The barriers have been surmounted "there," however: Most of the countries in Europe and Latin America, Japan, Australia, and even some African countries followed the example of the United States and reformed their law codes.
Legal protection and "cooperation" with the prosecution are needed for crime victims, witnesses, and criminal accomplices who have pled guilty and are working with investigators. At the previously mentioned "roundtable" discussion, a Federation Council member and former investigator, who had, incidentally, participated in convicting Chikatilo, said that the procuracy had protected victims and witnesses in those days. All of them worked as a "team" in the conviction of criminals, including accomplices who had confessed. All of this teamwork ended when the reforms were instituted, however, and it is much more difficult to restore something after it has been destroyed.
Our parliament has been wrestling with a witness protection law for eight years now. It was first passed in 1994 by the State Duma, but the president sent it back for reconsideration. It was passed again in July 1995, but the Federation Council rejected it. The law was passed by both houses in 1997, but Yeltsin never did sign it. Legal experts have held countless conferences and written hundreds of articles to convince the legislators that this is jeopardizing the whole legal system--i.e., the state--and, of course, the population. There is something seriously wrong when 60 percent of the citizens who become the victims of crimes do not ask the state for protection: They either do not trust it, or they are afraid, because statistics also indicate that 150,000-300,000 are subjected to unlawful pressure by crime families.
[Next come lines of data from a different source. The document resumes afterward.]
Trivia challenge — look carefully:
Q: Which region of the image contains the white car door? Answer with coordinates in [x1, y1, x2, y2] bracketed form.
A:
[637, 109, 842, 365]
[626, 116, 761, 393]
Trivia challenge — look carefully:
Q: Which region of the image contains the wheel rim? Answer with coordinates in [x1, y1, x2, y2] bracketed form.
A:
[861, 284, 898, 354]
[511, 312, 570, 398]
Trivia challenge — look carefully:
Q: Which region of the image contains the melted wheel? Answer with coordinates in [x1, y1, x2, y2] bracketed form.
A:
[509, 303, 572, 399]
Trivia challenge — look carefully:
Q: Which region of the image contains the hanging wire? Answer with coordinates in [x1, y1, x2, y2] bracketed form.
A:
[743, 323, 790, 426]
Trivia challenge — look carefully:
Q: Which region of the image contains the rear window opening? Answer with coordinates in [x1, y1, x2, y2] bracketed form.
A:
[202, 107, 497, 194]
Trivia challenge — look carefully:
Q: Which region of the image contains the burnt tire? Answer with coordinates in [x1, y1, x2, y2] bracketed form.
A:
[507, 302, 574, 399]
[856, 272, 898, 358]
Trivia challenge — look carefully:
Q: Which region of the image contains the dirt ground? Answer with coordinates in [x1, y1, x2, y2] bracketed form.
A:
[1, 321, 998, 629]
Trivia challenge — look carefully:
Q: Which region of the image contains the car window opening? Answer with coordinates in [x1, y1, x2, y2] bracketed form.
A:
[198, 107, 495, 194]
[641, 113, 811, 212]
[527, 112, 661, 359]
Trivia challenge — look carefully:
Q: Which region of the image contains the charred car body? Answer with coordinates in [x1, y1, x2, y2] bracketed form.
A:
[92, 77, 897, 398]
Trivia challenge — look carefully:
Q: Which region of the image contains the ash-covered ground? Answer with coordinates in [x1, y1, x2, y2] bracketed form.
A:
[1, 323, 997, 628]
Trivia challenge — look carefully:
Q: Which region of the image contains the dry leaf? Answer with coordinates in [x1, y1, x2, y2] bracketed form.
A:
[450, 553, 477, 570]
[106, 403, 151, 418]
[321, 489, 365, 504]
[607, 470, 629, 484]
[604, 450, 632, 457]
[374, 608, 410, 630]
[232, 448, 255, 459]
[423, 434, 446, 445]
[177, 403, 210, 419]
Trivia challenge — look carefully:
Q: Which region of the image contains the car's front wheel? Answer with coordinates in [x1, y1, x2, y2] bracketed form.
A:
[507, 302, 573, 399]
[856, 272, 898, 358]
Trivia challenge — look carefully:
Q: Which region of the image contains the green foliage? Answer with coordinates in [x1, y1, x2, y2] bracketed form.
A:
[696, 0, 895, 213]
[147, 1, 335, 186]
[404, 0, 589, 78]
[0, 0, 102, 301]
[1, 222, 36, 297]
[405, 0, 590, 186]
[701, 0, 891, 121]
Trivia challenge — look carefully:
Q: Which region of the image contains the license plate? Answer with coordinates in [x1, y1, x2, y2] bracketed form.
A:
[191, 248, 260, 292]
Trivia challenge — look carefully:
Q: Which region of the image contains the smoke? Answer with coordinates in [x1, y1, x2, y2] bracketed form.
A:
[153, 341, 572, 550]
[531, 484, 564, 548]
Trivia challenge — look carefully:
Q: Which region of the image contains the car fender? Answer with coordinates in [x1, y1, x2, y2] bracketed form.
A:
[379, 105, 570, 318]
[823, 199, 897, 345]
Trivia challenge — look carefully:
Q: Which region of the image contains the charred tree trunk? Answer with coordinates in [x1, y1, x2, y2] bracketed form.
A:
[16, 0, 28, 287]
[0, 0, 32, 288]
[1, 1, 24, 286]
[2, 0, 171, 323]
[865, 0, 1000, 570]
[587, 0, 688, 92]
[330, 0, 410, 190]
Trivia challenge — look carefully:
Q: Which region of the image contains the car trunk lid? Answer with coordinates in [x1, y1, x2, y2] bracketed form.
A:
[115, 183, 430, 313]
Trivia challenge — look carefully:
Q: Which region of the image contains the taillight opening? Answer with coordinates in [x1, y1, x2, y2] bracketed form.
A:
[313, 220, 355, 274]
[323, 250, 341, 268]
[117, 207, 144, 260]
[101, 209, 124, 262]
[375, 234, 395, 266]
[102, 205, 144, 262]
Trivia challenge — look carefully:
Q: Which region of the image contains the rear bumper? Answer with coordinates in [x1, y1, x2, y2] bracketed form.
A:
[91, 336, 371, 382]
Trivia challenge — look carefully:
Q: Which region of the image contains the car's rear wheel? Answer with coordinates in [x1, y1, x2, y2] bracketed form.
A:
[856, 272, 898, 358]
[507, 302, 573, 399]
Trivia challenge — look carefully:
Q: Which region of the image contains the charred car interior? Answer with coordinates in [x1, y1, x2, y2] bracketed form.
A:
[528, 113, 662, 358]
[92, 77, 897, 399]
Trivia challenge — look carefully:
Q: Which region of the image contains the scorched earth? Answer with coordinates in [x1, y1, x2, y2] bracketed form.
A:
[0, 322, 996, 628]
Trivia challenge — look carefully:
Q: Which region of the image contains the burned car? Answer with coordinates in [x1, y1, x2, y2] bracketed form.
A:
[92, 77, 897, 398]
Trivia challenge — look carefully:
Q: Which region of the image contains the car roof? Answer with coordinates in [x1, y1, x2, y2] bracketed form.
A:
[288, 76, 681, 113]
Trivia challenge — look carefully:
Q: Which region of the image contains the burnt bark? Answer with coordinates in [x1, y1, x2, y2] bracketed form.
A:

Obviously, it is difficult to "balance the rights" of the defendant and the people on the other side of the courtroom. The frequent dismissal of cases due to insufficient evidence, particularly when witnesses refuse to testify against defendants, has persuaded many people that judicial reform is premature, but giving in to this argument would cause us to regress, moving us backward, to the past we have taken such pains to leave behind.